(346b) Selective Production of Xylitol From Hemicellulosic Sugars - Using a Combined Protein and Metabolic Engineering Approach

Xylitol is a five-carbon sugar alcohol used as a natural sweetener in food, pharmaceutical, and confectionery industries. It has garnered significant interest due to its anti-cariogenic properties as it cannot be metabolized by Streptococci, Lactobacilli and yeasts found in the mouth. In addition, its metabolism is insulin-independent, making it a desirable sugar substitute. Currently, xylitol is produced commercially by catalytic reduction of hemicellulosic hydrolysate. This process is generally unsafe, as it utilizes dangerous Raney-Nickel catalyst and requires the use of high temperatures and pressures, thus fermentative and enzymatic approaches have been developed to make the xylitol production eco-friendly. However, the production cost is high due to the requirement for separation of xylose from its epimer arabinose (the most abundant sugars in hemicellulosic hydrolysate) prior to reduction. To minimize or eliminate the separation steps and lower the cost, fermentative microorganisms or enzymes that could specifically reduce xylose from the hydrolysate sugars to xylitol, leaving arabinose unreacted.

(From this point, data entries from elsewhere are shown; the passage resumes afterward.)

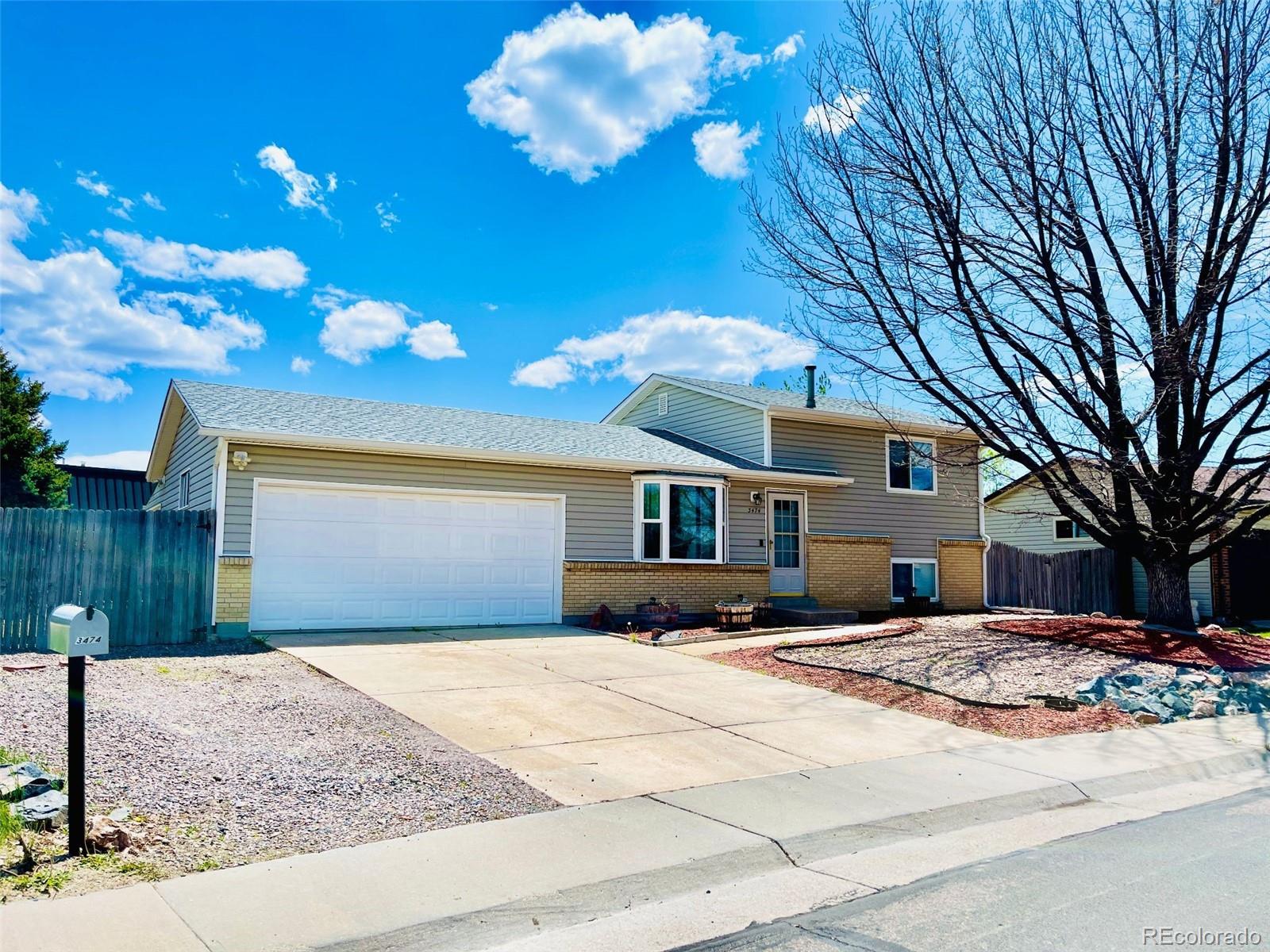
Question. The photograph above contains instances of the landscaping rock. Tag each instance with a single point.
(1204, 708)
(44, 812)
(25, 780)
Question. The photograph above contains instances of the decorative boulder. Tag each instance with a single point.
(44, 812)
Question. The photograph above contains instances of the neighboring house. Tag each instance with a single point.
(1022, 516)
(103, 488)
(340, 513)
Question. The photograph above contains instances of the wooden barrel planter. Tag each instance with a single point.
(734, 616)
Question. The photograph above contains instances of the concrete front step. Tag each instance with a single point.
(814, 616)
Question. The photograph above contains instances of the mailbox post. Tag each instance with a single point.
(76, 632)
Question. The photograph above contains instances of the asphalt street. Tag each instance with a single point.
(1194, 879)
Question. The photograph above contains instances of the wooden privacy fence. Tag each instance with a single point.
(1070, 583)
(152, 573)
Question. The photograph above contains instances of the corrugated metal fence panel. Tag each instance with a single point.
(1068, 583)
(150, 571)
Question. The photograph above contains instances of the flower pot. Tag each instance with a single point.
(734, 616)
(658, 613)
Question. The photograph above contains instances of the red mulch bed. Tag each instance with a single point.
(1229, 649)
(1006, 723)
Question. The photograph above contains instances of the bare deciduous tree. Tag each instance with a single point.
(1048, 220)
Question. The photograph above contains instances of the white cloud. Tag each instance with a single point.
(268, 270)
(118, 460)
(671, 342)
(387, 217)
(721, 148)
(835, 118)
(70, 321)
(549, 372)
(355, 327)
(582, 92)
(92, 182)
(787, 48)
(304, 190)
(433, 340)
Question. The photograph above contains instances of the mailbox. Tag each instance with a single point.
(76, 631)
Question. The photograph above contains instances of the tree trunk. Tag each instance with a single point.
(1168, 593)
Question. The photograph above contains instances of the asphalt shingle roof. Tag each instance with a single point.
(798, 399)
(272, 412)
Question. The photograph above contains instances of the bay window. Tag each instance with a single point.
(910, 465)
(679, 520)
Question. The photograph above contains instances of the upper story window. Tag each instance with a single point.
(910, 465)
(1067, 530)
(679, 520)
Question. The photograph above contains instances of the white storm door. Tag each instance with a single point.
(787, 550)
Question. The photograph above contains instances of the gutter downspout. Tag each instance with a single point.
(222, 459)
(984, 535)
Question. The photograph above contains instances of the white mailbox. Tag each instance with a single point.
(76, 631)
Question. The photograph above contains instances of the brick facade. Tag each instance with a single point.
(234, 589)
(622, 585)
(960, 574)
(849, 571)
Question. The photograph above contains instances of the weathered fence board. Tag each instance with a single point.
(152, 573)
(1067, 583)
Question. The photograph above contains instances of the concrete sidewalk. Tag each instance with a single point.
(772, 846)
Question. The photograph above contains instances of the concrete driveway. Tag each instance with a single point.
(587, 717)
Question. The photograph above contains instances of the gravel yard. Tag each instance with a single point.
(234, 753)
(977, 666)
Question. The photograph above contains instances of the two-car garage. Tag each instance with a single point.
(337, 556)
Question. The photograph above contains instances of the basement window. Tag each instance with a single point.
(679, 520)
(914, 577)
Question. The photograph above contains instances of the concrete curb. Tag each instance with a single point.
(503, 881)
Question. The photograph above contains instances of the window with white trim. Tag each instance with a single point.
(1066, 530)
(914, 577)
(910, 465)
(679, 520)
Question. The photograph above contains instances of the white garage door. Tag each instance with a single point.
(328, 558)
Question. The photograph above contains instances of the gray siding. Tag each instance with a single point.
(914, 522)
(600, 505)
(196, 454)
(1026, 518)
(721, 423)
(747, 532)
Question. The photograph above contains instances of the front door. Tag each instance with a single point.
(787, 551)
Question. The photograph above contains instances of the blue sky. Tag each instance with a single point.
(533, 241)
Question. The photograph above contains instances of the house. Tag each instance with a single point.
(106, 488)
(341, 513)
(1230, 583)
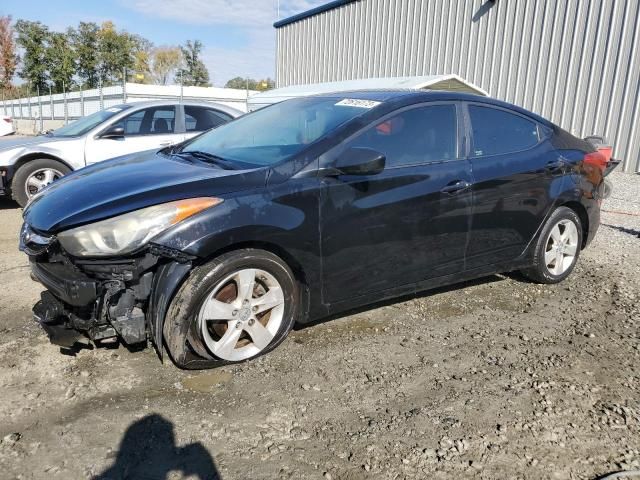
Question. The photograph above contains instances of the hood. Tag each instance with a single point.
(129, 183)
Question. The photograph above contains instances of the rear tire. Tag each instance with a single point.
(33, 176)
(557, 248)
(218, 317)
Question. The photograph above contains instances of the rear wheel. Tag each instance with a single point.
(558, 247)
(33, 176)
(235, 308)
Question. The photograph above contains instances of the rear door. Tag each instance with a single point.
(406, 224)
(515, 172)
(146, 129)
(198, 119)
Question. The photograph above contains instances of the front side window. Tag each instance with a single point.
(416, 136)
(497, 131)
(150, 121)
(199, 119)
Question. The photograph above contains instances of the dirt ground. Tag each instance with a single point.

To meet this goal, we engineered a xylose-specific xylose reductase (XR), thereby performing an enzymatic ?kinetic resolution? of substrates. This strategy should prevent the primary contaminant, arabinose, from being reduced to arabinitol, thus allowing for easy purification of xylitol. Using an approach that combines directed evolution and structure-guided mutagenesis, we have engineered a mutant XR called VMQCI. This mutant demonstrates 16.5-fold higher activity toward xylose when compared to arabinose. Preliminary resting cell studies showed that E. coli cultures expressing this mutant produced xylitol to levels comparable to that of the parent enzyme, but significantly lower level of arabinitol.

We have also metabolically engineered an E. coli strain to efficiently transport and utilize pentoses. A culture of this strain expressing VMQCI yields xylitol as the only detectible product when grown in an equimolar mixture of xylose, arabinose, and glucose. Currently, we are in the process of demonstrating the feasibility of this system in bioreactor settings.